Corona, “Já não és o meu
dealer”, in https://www.youtube.com/watch?v=viEvbXsZBPE
Os rapazes, no auge da adolescência e no afã das experiências,
pelejavam pelas raparigas. Estas, por sua vez, já não eram como o bloco soviético
na altura em que, por causa da guerra fria, o bloco soviético era inexpugnável.
As paixonetas multiplicavam-se, com curto prazo de validade. A febril idade
exigia novidade; estar tempo enlaçado à mesma pessoa corrompia a novidade. Mais
a mais, os um pouco mais velhos, procurando ascendência sobre os adolescentes (como
se fosse requisito de afirmação pessoal), passavam mensagem que os doutrinava:
era agora ou depois já era tarde de mais.
No tabuleiro de xadrez em que todas as peças se entrecruzavam,
um pobre rapaz parecia peixe fora do aquário. O coitado esboçara uns versos e,
ingénuo, deu-lhe para contar a um amigo próximo. Foi grande o engano: o amigo
era, afinal, um amigo da onça. Assim que deitou as mãos aos poemas em esquisso,
espalhou pela terra que o rapaz tinha pretensões a poeta. A trupe não demorou a
comentar: “mas quem é que alinha nessa
cena?!”, gracejava uma rapariga emasculada; ou “isso da poesia é para gente anormal. O meu pai disse-me que os poetas
andam todos em médicos dos malucos”, informou um rapaz todo estarola.
O rapaz poeta começou a aprender a estar sozinho mesmo
quando estava rodeado de muita gente. Se já ensimesmava, passou, com o tempo e
o bullying dos outros, a viver como
se estivesse numa dimensão paralela. Para piorar o estado de coisas, o rapaz
que queria ser poeta também tinha hormonas. Mas as raparigas desconfiavam dele,
ou nem sequer atestavam a sua existência. O rapaz via a velocidade alucinante
com que os outros açambarcavam raparigas, como estas iam rodando de rapaz em
rapaz, como se todos os outros fossem uma comunidade em absoluta partilha de
corpos e ele à margem do ecossistema.
Um dia, descobriu que podia aproveitar o jeito para as
rimas. Os outros miúdos andavam enamorados pelo hip-hop. Mudou de visual a preceito: assim como assim, podia deixar
de ser como os outros o viam (uma pequena aberração sem jeito para a estética).

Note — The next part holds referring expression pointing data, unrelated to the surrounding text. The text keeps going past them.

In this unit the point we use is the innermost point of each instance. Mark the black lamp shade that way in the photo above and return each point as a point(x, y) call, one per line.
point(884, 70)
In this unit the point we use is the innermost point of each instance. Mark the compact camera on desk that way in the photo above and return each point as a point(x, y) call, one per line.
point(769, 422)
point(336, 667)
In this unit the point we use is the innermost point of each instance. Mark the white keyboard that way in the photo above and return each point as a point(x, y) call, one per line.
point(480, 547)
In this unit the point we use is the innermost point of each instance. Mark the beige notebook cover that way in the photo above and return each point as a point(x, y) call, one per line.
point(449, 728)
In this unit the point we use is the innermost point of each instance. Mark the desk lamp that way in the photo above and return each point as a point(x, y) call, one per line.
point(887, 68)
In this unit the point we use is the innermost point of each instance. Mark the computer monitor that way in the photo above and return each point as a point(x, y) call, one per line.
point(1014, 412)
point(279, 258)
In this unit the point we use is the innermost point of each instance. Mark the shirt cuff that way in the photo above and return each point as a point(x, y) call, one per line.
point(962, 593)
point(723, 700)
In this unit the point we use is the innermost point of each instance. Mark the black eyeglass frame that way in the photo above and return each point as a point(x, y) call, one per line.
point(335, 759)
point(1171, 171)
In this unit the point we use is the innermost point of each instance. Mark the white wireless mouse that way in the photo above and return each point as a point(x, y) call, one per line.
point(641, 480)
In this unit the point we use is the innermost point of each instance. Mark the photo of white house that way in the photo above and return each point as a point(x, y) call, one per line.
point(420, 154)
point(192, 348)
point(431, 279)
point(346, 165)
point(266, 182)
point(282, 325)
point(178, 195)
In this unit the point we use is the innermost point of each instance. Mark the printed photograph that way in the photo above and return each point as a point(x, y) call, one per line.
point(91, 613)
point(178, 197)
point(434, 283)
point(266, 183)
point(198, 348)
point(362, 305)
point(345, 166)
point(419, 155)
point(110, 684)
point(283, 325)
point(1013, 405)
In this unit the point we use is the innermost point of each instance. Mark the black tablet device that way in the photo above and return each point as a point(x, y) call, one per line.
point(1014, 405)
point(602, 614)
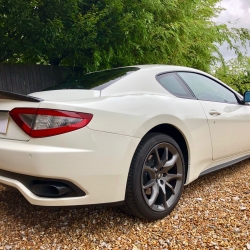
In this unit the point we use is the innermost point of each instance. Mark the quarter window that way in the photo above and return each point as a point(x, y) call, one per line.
point(207, 89)
point(174, 85)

Começou a juntar umas rimas com métrica a preceito. Pôs as rimas em cima de
umas melodias que pagavam direito de autor. Quando apareceu em público para as
primeiras exibições, estava quase irreconhecível. Os miúdos exultavam na plateia
com a performance. Iam ao êxtase com
os versos mais contundentes, sobretudo quando o vernáculo se entaramelava nas estrofes.
Só que uma das colegas do músico e poeta perdeu o entusiasmo. Notou um tique
que o rapaz fazia com os dedos da mão esquerda. Foi para junto do palco para o
examinar com minúcia. Ao perto, a transfiguração fora denunciada.
O artista perdeu um punhado de fãs. Os colegas da escola
não perdoaram que uma quase aberração tivesse subido ao pináculo da
popularidade. Uma delas protestou, com voz indignada: “estas nozes não são para os dentes daquele cromo”.